- A recent data breach involving old records from hospital patients, employees, and job applicants has led a VA medical center to launch new data privacy protocols. The John J. Pershing VA Medical Center said that it will be improving its physical safeguards to better protect sensitive information at the facility.
“The process will now include two-person verification that no records exist in furniture to be moved,” Medical Center Director Dr. Patricia Hall said in a statement, adding that a locked staging area will also now be part of the moving process.
The incident in question involved files being discovered in an unattended file cabinet. Approximately 1,843 job applicants, employees, and patients may have had their information exposed. The statement added that about half of those individuals are now deceased.
Emails, applications, lists of patients, and some Social Security numbers were found, the organization said.
The cabinet was reportedly being moved from one office to another and was temporarily stored at the end of a hallway where there was less traffic. Employees later discovered the old records in the cabinet, but the Medical Center reported that there is no evidence the files were accessed while in the temporary location.
“VA places the highest priority upon safeguarding the personal information of our Veterans,” Hall said. “When an incident such as this is discovered, we will always immediately take prompt remedial action, such as notification – even if the risk of records compromise is very slight.”
An investigation was also launched to determine how the cabinet was placed unattended and what the likelihood was that PHI or other information was disclosed.
HIPAA physical safeguards can easily be overlooked as healthcare organizations increasingly focus on their digital transformations. The push for nationwide interoperability and more entities looking toward options like cloud storage can make it more likely that physical records become an afterthought.
Physical safeguards are “physical measures, policies, and procedures to protect a covered entity’s electronic information systems and related buildings and equipment, from natural and environmental hazards, and unauthorized intrusion,” according to HHS.
Facility access controls, workstation use, workstation security, and device and media controls must all be considered during physical safeguard implementation.
Organizations must evaluate their current security controls and regularly conduct thorough risk analyses to properly determine areas that may require adjustments for stronger physical safeguards.
All physical access to PHI and ePHI must be considered, which could include areas outside of an entity’s office. For example, secondary physical locations where sensitive information may be stored cannot be forgotten. If staff members are allowed to work from their homes, then those locations also must be included when determining potential physical vulnerabilities.
With facility access controls, HHS requires covered entities to “implement policies and procedures to limit physical access to its electronic information systems and the facility or facilities in which they are housed, while ensuring that properly authorized access is allowed.”
Organizations need to consider how their policies and procedures are developed and implemented.
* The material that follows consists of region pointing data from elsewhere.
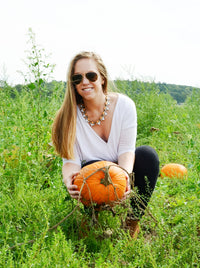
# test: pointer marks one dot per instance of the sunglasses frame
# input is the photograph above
(78, 78)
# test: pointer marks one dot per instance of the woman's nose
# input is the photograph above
(85, 80)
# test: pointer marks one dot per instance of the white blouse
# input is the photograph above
(90, 146)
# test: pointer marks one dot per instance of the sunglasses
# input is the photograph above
(78, 78)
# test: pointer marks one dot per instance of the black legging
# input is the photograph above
(146, 171)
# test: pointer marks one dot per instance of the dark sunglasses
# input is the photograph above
(77, 78)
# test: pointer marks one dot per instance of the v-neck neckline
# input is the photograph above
(93, 131)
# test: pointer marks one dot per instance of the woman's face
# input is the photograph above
(88, 89)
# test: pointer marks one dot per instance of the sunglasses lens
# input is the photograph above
(92, 76)
(77, 78)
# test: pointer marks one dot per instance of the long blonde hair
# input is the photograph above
(64, 125)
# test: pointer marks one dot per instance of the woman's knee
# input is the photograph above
(146, 158)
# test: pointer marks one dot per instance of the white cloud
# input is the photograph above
(153, 38)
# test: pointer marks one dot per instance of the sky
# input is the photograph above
(148, 40)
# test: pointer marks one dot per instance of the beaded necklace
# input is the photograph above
(101, 118)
Authorized access must still be allowed, while at the same time limiting unauthorized physical access to any electronic information system facility or facilities housing the data.
Door locks, electronic access control systems, security officers, and video monitoring are all examples of potential methods covered entities can utilize, HHS explained.
With workstation use and workstation security, healthcare organizations must specify the proper functions to be performed by electronic computing devices and consider how those workstations are used and protected.
For example, if there is a desktop computer in a common area that numerous staff members are able to access, an entity should review which employees have access and why. Those individuals’ job functions and titles should be noted. Continually updating antivirus software and implementing an automatic log off could also help improve security measures.
“Covered entities may implement a variety of strategies to restrict access to workstations with EPHI,” HHS stated. “One way may be to completely restrict physical access to the workstation by keeping it a secure room where only authorized personnel work.”
“As with all standards and implementation specifications, what is reasonable and appropriate for one covered entity may not apply to another,” the agency continued. “The risk analysis should be used to help in the decision-making process.”
Device and media controls are also critical for comprehensive physical safeguards. All electronic storage devices, such as external hard drives or a digital memory card must have their receipts and removals properly monitored.
“This standard covers the proper handling of electronic media including receipt, removal, backup, storage, reuse, disposal and accountability,” according to HHS.
Even with digital storage options, there is still a physical aspect to those devices or tools. Staff members could transport them back and forth, or move them during an office closure.
“Policies and procedures that govern the receipt and removal of hardware and electronic media that contain electronic protected health information, into and out of a facility, and the movement of these items within the facility” must be implemented, HHS said.
Natural or environmental hazards, unauthorized intrusion, or even simple oversights from staff members could create data security issues with PHI and ePHI. Cybersecurity attacks and ransomware might make headlines more often, but covered entities must maintain current physical security measures at the same time.